Rampaging
John Connelly
- Ivan’s War: The Red Army 1939-45 by Catherine Merridale
Faber, 396 pp, £20.00, October 2005, ISBN 0 571 21808 3 - A Writer at War: Vasily Grossman with the Red Army 1941-45 edited and translated by Antony Beevor and Luba Vinogradova
Harvill, 378 pp, £20.00, September 2005, ISBN 0 18 434305 4
What are we to make of the Red Army? On the one hand, it was the force that first stopped and then destroyed the armies of German National Socialism, in achieving which Russian soldiers suffered in ways that exceed the limits of Western imagination: the toll of dead – more than eight million – reveals numbers as the abstraction they are.

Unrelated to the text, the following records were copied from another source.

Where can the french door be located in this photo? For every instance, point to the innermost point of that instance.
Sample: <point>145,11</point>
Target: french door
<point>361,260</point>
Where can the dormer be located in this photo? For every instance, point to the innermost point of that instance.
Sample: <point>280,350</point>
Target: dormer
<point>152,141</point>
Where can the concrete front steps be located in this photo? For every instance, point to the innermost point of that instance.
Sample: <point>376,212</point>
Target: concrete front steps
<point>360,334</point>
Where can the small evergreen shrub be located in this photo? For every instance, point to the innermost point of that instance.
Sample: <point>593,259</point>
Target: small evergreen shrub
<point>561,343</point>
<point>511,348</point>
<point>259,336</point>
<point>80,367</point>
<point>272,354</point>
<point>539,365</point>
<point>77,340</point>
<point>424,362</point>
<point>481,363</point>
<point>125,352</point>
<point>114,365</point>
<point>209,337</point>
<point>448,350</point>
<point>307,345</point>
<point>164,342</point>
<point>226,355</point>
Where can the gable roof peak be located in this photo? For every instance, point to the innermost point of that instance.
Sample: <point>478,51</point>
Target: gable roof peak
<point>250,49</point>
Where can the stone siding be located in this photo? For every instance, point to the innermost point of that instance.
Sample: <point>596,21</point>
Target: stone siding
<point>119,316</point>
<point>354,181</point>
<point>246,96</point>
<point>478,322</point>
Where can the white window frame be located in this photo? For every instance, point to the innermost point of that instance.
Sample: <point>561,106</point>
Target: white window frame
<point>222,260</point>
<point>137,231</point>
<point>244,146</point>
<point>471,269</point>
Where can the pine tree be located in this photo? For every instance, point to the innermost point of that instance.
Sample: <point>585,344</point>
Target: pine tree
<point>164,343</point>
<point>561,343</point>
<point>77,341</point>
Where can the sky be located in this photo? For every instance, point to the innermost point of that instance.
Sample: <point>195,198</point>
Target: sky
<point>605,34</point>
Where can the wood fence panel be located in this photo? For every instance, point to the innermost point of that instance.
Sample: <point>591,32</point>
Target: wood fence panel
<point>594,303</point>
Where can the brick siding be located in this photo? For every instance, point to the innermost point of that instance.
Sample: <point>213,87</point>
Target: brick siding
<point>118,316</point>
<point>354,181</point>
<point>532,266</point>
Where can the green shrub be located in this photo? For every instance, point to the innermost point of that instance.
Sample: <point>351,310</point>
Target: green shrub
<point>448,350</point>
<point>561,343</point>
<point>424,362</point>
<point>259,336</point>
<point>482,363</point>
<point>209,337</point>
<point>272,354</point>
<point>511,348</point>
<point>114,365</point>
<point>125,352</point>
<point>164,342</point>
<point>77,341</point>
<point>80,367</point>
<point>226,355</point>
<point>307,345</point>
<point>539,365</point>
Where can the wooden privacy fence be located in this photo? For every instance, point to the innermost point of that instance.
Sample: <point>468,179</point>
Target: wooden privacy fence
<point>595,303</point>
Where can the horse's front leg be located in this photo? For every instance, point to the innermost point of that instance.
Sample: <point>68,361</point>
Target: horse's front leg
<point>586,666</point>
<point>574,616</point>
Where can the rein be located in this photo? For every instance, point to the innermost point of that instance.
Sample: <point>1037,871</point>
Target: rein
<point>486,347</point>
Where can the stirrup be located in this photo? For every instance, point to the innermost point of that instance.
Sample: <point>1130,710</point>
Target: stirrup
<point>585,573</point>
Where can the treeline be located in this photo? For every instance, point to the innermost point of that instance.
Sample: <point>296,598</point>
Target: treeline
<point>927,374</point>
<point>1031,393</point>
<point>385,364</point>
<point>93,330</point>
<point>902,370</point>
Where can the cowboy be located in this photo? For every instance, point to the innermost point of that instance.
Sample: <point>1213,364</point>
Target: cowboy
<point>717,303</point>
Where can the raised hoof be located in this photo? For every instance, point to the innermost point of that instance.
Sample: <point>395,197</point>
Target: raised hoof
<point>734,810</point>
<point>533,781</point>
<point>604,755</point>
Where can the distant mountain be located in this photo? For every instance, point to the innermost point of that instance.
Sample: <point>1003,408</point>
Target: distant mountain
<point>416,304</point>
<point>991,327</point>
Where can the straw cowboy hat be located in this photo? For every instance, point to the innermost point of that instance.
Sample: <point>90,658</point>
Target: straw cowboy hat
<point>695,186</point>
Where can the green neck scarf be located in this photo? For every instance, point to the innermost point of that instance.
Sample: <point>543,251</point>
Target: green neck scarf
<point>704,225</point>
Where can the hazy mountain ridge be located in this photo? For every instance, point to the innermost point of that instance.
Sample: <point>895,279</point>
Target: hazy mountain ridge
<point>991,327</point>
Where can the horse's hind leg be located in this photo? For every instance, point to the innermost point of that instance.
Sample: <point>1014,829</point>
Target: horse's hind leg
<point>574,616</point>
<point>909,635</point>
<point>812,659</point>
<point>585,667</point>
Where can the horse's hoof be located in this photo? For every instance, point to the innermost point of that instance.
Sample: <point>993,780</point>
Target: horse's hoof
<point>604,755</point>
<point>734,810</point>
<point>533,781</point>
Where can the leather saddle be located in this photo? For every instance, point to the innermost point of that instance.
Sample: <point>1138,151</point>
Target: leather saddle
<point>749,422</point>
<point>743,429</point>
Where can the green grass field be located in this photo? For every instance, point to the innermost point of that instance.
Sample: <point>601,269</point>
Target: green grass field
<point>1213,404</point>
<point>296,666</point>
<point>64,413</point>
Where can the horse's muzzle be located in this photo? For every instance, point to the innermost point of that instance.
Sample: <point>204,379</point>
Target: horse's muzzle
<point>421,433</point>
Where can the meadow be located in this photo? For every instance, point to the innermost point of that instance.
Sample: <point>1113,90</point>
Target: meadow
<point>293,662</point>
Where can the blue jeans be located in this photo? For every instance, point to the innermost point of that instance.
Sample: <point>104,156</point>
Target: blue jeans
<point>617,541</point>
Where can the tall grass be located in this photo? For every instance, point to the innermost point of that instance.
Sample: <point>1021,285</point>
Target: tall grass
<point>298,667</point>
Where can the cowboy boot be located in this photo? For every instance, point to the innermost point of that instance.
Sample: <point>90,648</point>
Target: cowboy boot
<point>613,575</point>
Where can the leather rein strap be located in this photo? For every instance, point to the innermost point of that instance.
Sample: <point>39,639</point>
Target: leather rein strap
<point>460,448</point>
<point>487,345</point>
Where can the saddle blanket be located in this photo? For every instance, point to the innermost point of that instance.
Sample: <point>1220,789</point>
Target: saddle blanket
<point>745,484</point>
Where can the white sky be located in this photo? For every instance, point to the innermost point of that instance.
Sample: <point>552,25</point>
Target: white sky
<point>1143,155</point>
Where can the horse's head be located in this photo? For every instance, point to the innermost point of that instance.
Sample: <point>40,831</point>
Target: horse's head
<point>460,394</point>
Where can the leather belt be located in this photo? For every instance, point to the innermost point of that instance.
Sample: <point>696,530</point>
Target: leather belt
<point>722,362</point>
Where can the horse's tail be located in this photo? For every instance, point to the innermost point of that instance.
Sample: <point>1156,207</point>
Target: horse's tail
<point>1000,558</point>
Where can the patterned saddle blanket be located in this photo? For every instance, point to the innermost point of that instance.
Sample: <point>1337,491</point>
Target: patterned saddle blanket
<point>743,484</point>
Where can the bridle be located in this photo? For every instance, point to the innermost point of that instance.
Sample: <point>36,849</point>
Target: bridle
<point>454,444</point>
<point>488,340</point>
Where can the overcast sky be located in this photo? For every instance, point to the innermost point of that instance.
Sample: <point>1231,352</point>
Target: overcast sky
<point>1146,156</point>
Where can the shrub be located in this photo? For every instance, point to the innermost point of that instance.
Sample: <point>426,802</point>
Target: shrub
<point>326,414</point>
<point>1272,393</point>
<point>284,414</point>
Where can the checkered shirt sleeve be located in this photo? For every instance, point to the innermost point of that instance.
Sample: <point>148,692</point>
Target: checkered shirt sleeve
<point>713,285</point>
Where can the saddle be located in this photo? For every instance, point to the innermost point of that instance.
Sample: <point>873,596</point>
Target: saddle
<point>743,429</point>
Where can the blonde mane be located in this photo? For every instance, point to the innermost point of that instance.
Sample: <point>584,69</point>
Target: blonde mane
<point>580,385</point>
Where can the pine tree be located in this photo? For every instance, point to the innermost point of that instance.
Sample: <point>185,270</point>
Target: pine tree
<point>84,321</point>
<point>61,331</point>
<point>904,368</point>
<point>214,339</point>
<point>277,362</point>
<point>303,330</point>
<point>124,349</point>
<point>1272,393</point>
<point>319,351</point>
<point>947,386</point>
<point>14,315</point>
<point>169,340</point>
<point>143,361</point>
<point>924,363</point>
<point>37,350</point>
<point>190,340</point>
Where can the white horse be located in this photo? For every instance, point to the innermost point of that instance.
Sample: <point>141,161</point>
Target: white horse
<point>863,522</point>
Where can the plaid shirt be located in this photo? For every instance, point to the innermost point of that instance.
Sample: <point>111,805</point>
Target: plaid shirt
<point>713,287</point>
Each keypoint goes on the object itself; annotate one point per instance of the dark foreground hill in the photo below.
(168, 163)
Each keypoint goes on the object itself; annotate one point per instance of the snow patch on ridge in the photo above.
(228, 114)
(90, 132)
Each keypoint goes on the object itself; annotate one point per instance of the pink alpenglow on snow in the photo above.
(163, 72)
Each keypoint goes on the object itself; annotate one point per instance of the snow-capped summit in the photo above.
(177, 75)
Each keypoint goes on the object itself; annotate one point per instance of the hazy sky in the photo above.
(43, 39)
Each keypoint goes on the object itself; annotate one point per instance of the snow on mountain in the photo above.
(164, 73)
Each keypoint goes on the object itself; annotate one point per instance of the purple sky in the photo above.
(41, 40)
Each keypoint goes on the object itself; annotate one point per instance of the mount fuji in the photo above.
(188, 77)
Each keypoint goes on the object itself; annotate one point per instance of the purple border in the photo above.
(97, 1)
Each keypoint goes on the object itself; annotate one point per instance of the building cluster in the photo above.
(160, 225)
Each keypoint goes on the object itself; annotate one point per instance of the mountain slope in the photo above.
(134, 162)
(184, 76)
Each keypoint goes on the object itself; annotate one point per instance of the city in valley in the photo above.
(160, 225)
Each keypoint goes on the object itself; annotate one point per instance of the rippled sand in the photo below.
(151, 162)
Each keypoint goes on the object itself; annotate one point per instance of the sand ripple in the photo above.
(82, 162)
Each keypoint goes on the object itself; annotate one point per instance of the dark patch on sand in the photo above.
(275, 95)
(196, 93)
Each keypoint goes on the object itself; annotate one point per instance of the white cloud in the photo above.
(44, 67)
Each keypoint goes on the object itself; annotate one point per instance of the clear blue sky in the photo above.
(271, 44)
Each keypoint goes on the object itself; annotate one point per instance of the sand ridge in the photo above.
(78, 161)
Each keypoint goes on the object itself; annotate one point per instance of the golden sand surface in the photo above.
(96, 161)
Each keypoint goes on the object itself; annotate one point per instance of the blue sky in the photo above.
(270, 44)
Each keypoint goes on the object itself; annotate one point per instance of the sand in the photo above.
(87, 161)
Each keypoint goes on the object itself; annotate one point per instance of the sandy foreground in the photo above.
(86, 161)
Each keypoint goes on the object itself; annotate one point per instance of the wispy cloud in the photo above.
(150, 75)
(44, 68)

And for much of the war those killed in combat were the lucky ones: the Germans let three million prisoners starve to death. On the other hand, once it left Soviet territory and marched on Berlin and Vienna, the Red Army outmatched every other fighting force in the European war – excepting its enemy – in violating civilian populations. In Berlin alone more than 100,000 women were raped, many repeatedly, and to this one must add tens of thousands of brutalised Polish, Slovak, Hungarian, Romanian and Yugoslav women. After the war, Soviet soldiers sealed their regime’s hold on East Central Europe, and crushed any attempts by the population to wrest greater freedoms. For good reason we associate the years 1953, 1956 and 1968 with Soviet tanks appearing on the streets of East Berlin, Budapest and Prague. The region could not be liberated from totalitarian rule until the Red Army departed.